HttpUtility.UrlEncode considered harmful

March 17, 2008 Edit asp.net .net

An interesting issue was recently raised against my rest framework. The following URI template was used to access a fictional customer:

/customer/{customerName}

When generating an email pointing to this customer, another part of the system was adding the following url:

http://example.org/customer/john+doe

At this point, my framework returned a 404, even though John Doe exists in our database. So what is happening there? When setting a breakpoint on my CustomerHandler.Get(string customerName) method, customerName ended up with the plus sign present. Why wasn't it converted to a space? Here's some PowerShell code to demonstrate. First, let's create a Uri object and see the result.
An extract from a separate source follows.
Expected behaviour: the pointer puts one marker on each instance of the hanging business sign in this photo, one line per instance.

59> [System.Uri]"http://example.org/folder with space" | select absolutepath, absoluteuri,originalstring | fl

AbsolutePath : /folder%20with%20space
AbsoluteUri : http://example.org/folder%20with%20space
OriginalString : http://example.org/folder with space

As you can see, the space is encoded with a %20... Now let's see what happens if I call HttpUtility.UrlEncode.

61> [System.Reflection.Assembly]::LoadWithPartialName("System.Web") | out-null
62> [System.Web.HttpUtility]::UrlEncode("folder with space")
folder+with+space

Now the space has been replaced with a plus. Let's review the msdn documentation for the UrlEncode method.

If characters such as blanks and punctuation are passed in an HTTP stream, they might be misinterpreted at the receiving end. URL encoding converts characters that are not allowed in a URL into character-entity equivalents; URL decoding reverses the encoding. For example, when embedded in a block of text to be transmitted in a URL, the characters < and > are encoded as %3c and %3e.

Obviously the documentation doesn't really described the behaviour that we experience. So is a URL encoding within the scope of the http protocol supposed to have a + or a %20? Who's right and who's wrong?

Let's travel together along the spec stack we use when dealing with html content, and find out who, between Uri and UrlEncode, is right.

RFC 3986 - Uniform Resource Identifier (URI): Generic Syntax

This specification covers URLs in their generalized form, and that's teh specification that defines percent encoding of url, where any reserved character have to be encoded as a percent sign followed by the two-letters hexadecimal representation of the codepoint.

This actually would imply that the correct encoding form of the URL should be http://example.org/customer/john%20doe.

It also specify that the plus sign is a reserved character, one that can be used by a scheme to delimit stuff. Defining what that stuff is should be the scheme's responsibility. The scheme here is http, so we switch to the next spec in our stack.

RFC 2616 - Hypertext Transfer Protocol -- HTTP/1.1

This specification, even though it's been written earlier than the lastest URI, does specify some scheme-specific information on how URLs work and what they represent. Going through that specification, HTTP defines some specific behavior for Uri, for example that http://example.org, http://example.org:80 and http://example.org/ are all equivalent.

The specification also mention the equivalence of the percent encoding we've already seen. Still nothing about the plus sign. Which leads us to the third specification that's involved here.

W3C Recommendation: HTML 4.01

Note that I ignore the XHTML 1.0 specification as it is mostly only a reformulation of the html 4 specification in an xml format.

The HTML specification reminds the reader of URIs and how they work. There are two interesting bits in the specification. The first one, entitled non-ascii characters in URI attribute values, defines once again the percent encoding scheme. Still no trace of that plus sign.

And then you discover the gem of the application/x-www-form-urlencoded content type. In it, we find the usual url encoding, with the addition of the space being encoded as a plus.

Interestingly enough, this format is only to be used when attaching content within a POST http request, and has nothing to do with URL encoding, except for the similarity of writing key=value&key2=othervalue to encode named values.

Conclusion

So there you have it. The content-type used by html to send form content is an html specific content sent as the payload to a post http request. It has no bearing and no compatibility with either http or URLs. If you generate or consume URLs, the plus sign should be opaque.

In other words, stay welll away from HttpUtility.UrlEncode.